B. Hardware Resource Utilization 1) FPGA:
The breakdown of the FPGA resource utilization of the proposed architecture is presented in Table III . Among the all modules, 78% of LUT's, 94% of FF's and 100% of DSP's are utilized by DKF. This is evident to say that DKF is the computationally intensive. In order to assess the variation of resource consumption with respect to model size and resource utilization shown in Table IV . It can be observed To show the performance improvement of proposed low-complexity architecture, since there is no reported architecture present, the MMAE algorithm also implemented using conventional architecture (direct mapping of MMAE algorithm to the hardware) it is also 1 st of its kind, which results in 100813 LUT's, 69980 FF's and 1408 DSP's resource utilization for 64 number of models with 32-bit word length. It can be noticed that the proposed low-complexity architecture improved by 39%, 13% and 27% of LUT's, FF's, DSP's resource utilization respectively when compared with the conventional architecture, detailed utilization with respect to various bank of filter models is given in Table IV . The utilization percentage with respect to the total available resources on VCU118 also give in same table.
2) ASIC:
To give an insight into the low power consumption of the proposed architecture and to place the proposed complexity reduction methodology in the context of CPS, ASIC implementation has also been carried out using 65nm technology using Synopsis Design Compiler. Total synthesized cell area of the design is 3.04 mm 2 and power consumption is 737µW @ 1 MHz frequency 3) Power: The detailed breakdown of FPGA power consumption using the Xilinx power analyser between the conventional (Fig. 5(c) ) and proposed low-complexity (Fig. 5(d) ) architectures are shown in Fig. 5 . Proposed low-complexity architecture showed that 64%, 54%, 24%, 12% power consumption reduction in logic, signals, clocks, and DSP respectively. The over all power consumption of proposed architecture reduced by 43% when compared to the conventional architecture, for 64-bank of filters with 32-bit word length.
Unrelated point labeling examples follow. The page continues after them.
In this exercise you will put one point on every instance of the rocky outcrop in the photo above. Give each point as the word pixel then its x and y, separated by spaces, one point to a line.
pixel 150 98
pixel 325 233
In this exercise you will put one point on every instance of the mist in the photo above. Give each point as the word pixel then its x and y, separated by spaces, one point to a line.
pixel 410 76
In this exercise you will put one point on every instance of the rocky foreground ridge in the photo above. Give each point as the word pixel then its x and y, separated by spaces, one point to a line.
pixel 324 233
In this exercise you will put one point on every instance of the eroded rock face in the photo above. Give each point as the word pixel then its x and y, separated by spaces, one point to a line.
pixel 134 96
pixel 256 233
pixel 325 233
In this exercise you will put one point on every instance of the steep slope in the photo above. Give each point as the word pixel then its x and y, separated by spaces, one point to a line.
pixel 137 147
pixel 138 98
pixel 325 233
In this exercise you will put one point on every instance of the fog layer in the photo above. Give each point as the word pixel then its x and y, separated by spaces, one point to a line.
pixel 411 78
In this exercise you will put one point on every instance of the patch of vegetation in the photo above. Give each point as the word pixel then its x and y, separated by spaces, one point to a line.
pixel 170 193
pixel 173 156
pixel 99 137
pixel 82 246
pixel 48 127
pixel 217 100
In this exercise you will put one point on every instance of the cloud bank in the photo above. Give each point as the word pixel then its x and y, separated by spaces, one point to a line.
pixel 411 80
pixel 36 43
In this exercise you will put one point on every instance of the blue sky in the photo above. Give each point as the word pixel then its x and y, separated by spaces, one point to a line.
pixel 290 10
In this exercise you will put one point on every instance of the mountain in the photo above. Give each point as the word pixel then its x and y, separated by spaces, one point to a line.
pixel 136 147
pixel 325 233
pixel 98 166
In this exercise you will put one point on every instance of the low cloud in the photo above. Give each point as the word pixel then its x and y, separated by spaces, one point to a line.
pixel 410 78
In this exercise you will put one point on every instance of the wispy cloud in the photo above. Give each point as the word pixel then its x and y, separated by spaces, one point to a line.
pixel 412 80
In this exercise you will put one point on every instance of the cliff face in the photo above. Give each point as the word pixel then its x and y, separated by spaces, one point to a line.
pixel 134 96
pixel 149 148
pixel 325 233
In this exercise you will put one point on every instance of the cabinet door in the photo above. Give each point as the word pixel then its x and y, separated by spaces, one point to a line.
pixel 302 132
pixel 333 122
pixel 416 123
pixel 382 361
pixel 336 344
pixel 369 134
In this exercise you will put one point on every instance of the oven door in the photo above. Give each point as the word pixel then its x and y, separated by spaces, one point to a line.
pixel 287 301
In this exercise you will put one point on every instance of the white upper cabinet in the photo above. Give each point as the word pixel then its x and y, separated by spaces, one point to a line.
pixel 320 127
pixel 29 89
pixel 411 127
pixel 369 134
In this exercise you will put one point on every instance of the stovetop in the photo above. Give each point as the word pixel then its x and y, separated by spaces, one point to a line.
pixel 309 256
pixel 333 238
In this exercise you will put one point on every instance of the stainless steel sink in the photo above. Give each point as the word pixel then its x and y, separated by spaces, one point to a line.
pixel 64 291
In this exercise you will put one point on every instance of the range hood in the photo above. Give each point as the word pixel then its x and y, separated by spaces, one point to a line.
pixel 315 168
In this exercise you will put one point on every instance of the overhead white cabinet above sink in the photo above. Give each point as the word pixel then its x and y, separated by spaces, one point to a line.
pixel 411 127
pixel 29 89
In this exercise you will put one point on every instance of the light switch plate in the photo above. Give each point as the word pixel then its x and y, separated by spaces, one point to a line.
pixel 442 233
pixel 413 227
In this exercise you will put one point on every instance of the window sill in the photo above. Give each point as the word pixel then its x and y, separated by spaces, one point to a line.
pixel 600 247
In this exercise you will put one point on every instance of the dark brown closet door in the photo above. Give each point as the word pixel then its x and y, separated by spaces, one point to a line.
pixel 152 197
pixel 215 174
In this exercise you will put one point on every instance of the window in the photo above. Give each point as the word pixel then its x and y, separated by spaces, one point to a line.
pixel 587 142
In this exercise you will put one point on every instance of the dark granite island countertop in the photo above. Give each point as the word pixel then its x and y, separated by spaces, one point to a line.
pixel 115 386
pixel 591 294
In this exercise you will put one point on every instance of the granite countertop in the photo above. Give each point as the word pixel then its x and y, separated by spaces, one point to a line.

IV. CONCLUSION MMAE based model identification will play an important role in CPS. However, the intense computational demands imposed by MMAE algorithm precludes its use in resource constrained CPS applications. Therefore to make MMAE suitable for resource constrained CPS applications, a lowcomplexity architecture was introduced in this brief. It is to be noted that proposed architecture is generic and scalable to any number of models. The proposed architecture was implemented on Virtex ultra scale plus FPGA and achieves an improvement of 39% LUT's, 13% FF's, 27% DSP's and 43% power consumption respectively when compared the conventional architecture.